Размер шрифта
-
+

Фото на развалинах - стр. 10

Пришёл я в школу немного более бодрым, чем проснулся. Вторым уроком была литература, которую вела пышная телом, носатая, чуть картавая учительница, которую вдобавок звали Анна Ивановна. В общем – ожившая гравюра императрицы Анны Иоанновны. От смеха можно лопнуть. Учительница что-то вдохновенно вещала, а я размышлял о том, как бы подгадить историку. Ну и рисовал, конечно. Сначала – расстрел итальянских патриотов-гарибальдийцев. Главный патриот – Виктор Валентинович – уже лежал в луже крови, сражённый моей пулей, пулей реакционера. Сходство было весьма отдалённое, но я не успокоился. Дальше я набросал пленение итальянских солдат под Сталинградом, хотел было нарисовать Карбони, со слезами на глазах вымаливающего у меня, советского солдата, прощение, но тут на меня обратила внимание Анна Ивановна. Задала вопрос и втянула в длинную бессмысленную дискуссию.

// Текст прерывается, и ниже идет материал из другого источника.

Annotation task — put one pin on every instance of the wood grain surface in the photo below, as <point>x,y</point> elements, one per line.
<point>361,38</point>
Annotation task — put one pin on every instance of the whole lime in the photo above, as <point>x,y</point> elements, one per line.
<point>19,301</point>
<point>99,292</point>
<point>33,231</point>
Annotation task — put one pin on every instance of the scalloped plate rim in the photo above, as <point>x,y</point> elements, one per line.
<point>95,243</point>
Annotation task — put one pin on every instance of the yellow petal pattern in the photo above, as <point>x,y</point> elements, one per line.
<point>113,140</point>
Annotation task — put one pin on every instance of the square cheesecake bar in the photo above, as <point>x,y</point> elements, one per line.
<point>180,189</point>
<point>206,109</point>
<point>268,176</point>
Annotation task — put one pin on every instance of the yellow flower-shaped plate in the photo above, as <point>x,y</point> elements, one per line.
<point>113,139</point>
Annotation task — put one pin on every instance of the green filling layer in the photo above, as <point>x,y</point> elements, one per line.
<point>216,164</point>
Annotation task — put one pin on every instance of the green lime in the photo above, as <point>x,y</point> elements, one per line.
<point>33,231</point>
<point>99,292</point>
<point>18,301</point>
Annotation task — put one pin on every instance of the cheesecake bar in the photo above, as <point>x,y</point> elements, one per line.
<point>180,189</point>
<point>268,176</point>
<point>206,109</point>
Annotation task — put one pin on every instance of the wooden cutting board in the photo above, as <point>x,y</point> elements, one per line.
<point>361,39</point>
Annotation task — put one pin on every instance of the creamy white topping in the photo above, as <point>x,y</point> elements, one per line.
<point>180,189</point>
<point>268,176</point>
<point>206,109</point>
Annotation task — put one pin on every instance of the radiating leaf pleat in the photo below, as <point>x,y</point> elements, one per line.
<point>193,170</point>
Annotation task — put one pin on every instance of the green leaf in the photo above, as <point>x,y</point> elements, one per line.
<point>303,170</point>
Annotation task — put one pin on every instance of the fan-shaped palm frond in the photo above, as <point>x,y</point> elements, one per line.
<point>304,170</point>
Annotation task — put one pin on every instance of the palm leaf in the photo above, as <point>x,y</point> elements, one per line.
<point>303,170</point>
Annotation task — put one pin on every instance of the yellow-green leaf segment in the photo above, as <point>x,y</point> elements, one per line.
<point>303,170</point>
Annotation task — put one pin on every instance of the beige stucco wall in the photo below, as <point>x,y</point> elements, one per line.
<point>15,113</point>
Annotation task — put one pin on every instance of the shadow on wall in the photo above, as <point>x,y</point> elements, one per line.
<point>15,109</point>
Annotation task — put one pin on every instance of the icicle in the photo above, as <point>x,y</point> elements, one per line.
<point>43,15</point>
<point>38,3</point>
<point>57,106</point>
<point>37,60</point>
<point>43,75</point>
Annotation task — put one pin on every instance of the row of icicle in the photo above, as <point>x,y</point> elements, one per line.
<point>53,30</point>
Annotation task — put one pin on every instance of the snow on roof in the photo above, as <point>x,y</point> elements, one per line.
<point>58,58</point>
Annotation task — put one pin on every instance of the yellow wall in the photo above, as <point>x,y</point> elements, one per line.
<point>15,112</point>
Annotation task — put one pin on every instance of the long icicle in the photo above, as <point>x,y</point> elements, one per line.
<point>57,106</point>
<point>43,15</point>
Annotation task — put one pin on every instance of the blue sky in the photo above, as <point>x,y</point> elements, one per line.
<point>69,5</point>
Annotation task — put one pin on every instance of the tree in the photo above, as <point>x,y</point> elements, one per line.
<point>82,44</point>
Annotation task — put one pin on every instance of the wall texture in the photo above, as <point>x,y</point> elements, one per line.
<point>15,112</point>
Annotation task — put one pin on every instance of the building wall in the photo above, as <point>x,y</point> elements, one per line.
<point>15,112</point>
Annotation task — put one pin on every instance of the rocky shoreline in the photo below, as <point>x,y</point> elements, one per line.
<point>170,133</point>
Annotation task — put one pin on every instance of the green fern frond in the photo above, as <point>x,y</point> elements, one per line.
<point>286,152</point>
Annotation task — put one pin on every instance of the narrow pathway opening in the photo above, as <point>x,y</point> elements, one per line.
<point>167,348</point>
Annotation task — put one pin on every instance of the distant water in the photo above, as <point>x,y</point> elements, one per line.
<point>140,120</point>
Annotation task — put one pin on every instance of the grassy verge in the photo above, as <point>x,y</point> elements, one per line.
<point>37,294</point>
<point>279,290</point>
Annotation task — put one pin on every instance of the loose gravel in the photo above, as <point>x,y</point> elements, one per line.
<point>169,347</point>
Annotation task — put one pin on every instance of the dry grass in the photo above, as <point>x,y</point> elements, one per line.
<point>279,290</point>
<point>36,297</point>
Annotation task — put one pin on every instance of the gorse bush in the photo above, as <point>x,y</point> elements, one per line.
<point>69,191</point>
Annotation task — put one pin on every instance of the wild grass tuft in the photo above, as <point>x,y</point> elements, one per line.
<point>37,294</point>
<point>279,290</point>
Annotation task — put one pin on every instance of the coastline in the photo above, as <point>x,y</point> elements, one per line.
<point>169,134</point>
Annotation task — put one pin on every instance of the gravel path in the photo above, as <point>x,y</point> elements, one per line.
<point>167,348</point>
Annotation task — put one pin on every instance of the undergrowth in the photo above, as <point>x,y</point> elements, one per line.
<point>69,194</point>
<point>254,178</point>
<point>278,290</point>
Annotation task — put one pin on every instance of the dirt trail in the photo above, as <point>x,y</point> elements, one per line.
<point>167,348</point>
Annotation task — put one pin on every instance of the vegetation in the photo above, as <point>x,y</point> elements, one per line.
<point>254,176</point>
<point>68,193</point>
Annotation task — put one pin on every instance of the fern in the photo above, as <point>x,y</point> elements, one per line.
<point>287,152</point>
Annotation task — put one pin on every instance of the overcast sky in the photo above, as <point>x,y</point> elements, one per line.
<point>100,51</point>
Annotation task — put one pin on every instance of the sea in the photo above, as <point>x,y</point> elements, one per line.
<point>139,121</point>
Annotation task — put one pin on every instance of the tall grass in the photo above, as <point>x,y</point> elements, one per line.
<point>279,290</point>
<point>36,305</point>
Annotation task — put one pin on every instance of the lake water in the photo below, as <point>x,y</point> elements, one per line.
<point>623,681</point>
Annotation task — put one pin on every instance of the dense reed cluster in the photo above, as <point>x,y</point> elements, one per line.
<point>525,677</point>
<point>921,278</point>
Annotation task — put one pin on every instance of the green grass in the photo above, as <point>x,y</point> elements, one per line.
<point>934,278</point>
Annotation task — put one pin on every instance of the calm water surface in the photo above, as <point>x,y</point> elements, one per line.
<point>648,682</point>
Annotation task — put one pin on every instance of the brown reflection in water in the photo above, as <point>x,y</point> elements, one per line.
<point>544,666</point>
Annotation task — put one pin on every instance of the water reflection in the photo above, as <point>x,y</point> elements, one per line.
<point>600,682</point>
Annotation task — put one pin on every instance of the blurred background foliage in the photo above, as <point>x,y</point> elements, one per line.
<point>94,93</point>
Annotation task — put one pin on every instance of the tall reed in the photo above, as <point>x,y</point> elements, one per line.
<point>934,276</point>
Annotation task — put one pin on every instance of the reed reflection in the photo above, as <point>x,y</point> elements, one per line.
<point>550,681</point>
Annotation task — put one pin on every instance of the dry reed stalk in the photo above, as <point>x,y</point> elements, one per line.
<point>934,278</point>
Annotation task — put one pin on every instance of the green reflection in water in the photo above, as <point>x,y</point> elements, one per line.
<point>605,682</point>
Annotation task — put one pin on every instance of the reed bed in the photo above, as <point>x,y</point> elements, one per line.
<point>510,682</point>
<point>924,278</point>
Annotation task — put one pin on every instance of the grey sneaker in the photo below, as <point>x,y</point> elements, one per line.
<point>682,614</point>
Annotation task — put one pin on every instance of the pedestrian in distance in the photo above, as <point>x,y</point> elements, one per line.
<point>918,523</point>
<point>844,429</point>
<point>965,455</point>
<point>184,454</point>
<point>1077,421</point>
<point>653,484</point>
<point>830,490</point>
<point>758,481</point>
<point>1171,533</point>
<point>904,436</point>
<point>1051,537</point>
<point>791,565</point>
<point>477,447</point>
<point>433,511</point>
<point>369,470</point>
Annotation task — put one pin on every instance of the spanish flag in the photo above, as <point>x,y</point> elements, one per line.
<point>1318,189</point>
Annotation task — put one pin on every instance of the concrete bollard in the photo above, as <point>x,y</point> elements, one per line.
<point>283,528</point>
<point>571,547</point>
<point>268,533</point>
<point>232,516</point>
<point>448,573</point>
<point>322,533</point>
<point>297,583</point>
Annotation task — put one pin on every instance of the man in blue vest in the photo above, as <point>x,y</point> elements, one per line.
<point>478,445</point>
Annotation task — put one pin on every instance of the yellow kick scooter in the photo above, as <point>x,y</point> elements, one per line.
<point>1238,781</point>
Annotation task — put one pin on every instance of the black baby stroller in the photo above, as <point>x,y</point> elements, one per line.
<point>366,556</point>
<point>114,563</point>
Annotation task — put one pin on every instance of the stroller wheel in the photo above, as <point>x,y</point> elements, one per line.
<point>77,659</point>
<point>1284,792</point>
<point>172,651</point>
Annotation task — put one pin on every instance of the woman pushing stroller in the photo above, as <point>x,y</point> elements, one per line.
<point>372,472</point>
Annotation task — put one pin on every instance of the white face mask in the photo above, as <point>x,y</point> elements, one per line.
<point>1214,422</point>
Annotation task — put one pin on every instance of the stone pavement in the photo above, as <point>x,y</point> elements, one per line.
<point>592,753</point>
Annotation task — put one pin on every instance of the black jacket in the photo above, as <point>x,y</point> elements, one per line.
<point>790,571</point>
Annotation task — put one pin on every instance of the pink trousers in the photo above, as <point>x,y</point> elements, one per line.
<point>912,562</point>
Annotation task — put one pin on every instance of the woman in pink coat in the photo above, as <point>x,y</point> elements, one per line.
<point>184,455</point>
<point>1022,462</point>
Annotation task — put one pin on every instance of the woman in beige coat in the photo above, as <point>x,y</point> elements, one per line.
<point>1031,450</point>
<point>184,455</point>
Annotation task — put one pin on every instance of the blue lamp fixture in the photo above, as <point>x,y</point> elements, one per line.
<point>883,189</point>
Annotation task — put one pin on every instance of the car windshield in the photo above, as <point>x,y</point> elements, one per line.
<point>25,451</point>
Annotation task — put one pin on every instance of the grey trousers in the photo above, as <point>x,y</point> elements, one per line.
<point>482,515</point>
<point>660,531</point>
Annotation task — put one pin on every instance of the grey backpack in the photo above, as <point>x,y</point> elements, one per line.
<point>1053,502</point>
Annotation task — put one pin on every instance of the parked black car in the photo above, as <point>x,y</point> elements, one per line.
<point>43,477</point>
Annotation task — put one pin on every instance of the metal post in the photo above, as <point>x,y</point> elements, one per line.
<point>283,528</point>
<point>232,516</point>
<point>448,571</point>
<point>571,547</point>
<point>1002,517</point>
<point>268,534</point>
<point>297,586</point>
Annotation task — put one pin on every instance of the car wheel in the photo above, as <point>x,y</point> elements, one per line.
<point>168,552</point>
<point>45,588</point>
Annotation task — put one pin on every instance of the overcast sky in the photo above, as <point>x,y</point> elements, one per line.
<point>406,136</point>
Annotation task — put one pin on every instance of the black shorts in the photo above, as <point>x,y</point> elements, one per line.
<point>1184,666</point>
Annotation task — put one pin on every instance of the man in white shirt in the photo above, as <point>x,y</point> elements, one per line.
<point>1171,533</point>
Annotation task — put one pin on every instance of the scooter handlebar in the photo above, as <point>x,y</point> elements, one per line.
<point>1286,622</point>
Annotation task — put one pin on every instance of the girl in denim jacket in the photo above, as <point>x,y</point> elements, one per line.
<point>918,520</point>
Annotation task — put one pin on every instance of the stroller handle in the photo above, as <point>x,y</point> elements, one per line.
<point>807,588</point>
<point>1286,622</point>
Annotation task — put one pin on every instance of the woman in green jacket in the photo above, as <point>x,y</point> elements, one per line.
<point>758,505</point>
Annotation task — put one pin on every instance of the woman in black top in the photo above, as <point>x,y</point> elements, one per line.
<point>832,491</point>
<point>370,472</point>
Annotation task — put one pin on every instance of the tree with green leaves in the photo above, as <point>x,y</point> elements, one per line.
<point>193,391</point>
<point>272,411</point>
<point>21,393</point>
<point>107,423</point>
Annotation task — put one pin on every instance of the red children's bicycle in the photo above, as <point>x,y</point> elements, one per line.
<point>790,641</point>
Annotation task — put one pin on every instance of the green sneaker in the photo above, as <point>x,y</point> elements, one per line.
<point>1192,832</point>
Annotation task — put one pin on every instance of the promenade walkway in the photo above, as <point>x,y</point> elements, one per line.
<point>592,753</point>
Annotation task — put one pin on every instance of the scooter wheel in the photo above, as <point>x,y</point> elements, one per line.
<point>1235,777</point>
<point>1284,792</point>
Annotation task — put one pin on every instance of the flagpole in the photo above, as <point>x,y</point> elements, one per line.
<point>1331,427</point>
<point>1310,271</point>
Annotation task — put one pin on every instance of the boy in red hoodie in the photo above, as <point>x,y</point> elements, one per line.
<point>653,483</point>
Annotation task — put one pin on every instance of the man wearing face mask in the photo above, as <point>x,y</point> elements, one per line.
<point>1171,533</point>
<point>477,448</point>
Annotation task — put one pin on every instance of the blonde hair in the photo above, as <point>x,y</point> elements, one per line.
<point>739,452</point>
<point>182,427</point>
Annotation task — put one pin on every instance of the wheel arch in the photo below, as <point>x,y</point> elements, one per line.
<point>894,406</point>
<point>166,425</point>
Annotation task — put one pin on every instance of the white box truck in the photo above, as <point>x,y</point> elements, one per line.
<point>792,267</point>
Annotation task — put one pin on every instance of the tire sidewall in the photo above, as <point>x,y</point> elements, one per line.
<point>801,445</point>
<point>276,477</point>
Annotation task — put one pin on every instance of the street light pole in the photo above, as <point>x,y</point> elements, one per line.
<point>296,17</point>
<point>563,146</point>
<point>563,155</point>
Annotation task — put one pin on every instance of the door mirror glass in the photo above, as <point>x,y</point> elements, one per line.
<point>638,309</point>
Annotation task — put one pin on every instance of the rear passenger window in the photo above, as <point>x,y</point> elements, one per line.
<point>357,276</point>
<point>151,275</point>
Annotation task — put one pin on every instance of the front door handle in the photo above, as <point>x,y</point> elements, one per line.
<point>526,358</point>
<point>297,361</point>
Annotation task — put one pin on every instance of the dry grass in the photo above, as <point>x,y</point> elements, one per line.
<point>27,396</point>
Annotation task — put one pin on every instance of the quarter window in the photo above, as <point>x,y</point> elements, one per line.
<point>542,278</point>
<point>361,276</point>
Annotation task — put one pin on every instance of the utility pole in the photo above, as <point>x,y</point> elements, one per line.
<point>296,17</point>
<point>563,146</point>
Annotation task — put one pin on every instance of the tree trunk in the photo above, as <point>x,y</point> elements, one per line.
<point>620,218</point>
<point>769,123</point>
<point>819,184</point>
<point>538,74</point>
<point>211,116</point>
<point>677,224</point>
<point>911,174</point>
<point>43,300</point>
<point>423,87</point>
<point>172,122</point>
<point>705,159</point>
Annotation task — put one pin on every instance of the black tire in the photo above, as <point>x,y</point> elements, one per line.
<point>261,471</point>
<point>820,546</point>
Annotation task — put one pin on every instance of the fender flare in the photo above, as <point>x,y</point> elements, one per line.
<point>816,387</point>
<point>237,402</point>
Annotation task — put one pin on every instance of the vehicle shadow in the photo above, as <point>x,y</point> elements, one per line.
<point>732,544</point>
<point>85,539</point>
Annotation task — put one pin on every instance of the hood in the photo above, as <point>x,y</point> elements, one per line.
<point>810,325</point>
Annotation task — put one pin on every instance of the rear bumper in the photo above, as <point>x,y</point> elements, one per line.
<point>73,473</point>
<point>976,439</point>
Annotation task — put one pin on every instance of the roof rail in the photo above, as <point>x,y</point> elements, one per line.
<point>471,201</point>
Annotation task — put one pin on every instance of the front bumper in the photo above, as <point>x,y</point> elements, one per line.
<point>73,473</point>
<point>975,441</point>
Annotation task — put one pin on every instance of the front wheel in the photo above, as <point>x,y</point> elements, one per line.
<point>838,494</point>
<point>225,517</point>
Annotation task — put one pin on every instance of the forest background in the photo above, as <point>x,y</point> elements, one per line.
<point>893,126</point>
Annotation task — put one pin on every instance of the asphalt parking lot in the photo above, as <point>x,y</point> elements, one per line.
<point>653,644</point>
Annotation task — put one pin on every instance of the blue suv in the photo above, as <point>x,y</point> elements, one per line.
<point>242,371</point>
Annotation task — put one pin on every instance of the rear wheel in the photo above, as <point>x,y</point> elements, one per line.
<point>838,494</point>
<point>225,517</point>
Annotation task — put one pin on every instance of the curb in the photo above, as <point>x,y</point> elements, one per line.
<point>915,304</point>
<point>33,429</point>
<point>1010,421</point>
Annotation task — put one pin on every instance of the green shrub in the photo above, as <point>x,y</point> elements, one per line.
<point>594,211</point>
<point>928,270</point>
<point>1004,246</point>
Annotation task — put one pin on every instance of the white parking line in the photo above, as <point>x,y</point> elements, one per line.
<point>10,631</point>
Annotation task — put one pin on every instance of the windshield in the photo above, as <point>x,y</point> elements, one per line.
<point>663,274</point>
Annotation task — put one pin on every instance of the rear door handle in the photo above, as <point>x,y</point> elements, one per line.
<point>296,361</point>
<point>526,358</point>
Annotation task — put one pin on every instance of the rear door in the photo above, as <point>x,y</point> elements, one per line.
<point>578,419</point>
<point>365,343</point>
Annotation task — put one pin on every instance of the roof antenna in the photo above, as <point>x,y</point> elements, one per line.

Следующим уроком была история, ради которой я вообще пришёл в школу. Пока мы брели с первого этажа на третий, Наташа трепалась с Алиской о Викторе Валентиновиче. Не то чтобы я специально подслушивал, но они так громко об этом говорили, что не услышать было невозможно.

– Вите нравится сиреневый цвет, – сообщала Алиска. – Я в журнале читала. Оказывается, мужчины в тридцать лет предпочитают сиреневый и тёмно-зелёный цвета. Потому что… – Алиска задумалась. – Ну, в общем, им нравится. Там так написано было.

– Давай спросим, – предложила Наташа, поправляя джинсовый пиджачок. Пиджачок был тёмно-бордовый и нравиться историку, по версии Зелениной, не мог.

– Давайте я спрошу, – предложил я ехидно.

– Фёдоров! – Наташа остановилась и тормознула меня, ухватив за рюкзак. – Только скажи Вите какую-нибудь гадость, и я тебя покалечу.

– Ты что, Титова, влюбилась? – уточнил я.

– Тебя это должно волновать? – спросила Наташа. – Правильно, не должно. Но я предупредила!

Я промолчал, и Наташа, резко повернувшись, пошла в класс, а вместе с ней и Алиска, бросившая мне через плечо:

– И чего ты на него окрысился?

Да, нужно было действовать… Только как – я всё ещё не знал. К тому же вдруг почувствовал себя довольно мерзко. Видимо, температура снова начала подниматься. Что ж, это в моём стиле! Чуть промочу ноги, замёрзну, так жди соплей, а то и ангины. Никакого иммунитета. Хилое городское дитя…

Я порылся в рюкзаке, достал носовой платок и затолкал в рукав свитера.

Улыбка на лице Виктора Валентиновича сегодня была ещё шире, чем вчера. Как будто он смертельно по нам соскучился и наконец-то – вот радость! – увидел. Сегодня мне предстояло лицезреть его аж два урока подряд, так как три часа истории у нашего класса скомпонованы в два дня. Плюс седьмым уроком – философия. Первый час обещанного факультатива. Оставалось надеяться, что я не захлебнусь за это время соплями и что меня не стошнит от радостного вида Карбони. Второго, пожалуй, избежать будет гораздо сложней…

Историк мелькал у доски в своём белоснежном свитере, улыбался и писал мелом нужные даты. Надо было задать вопрос по теме, неожиданный и сложный, чтобы он не смог ответить. Это я умею. За это меня ненавидели учителя старой школы и уже начинают недолюбливать здесь. Но, как назло, в голову ничего умного не лезло, а стоял там непрерывно нарастающий болезненный гул.

Я положил локти на парту, а голову – на них и почти задремал.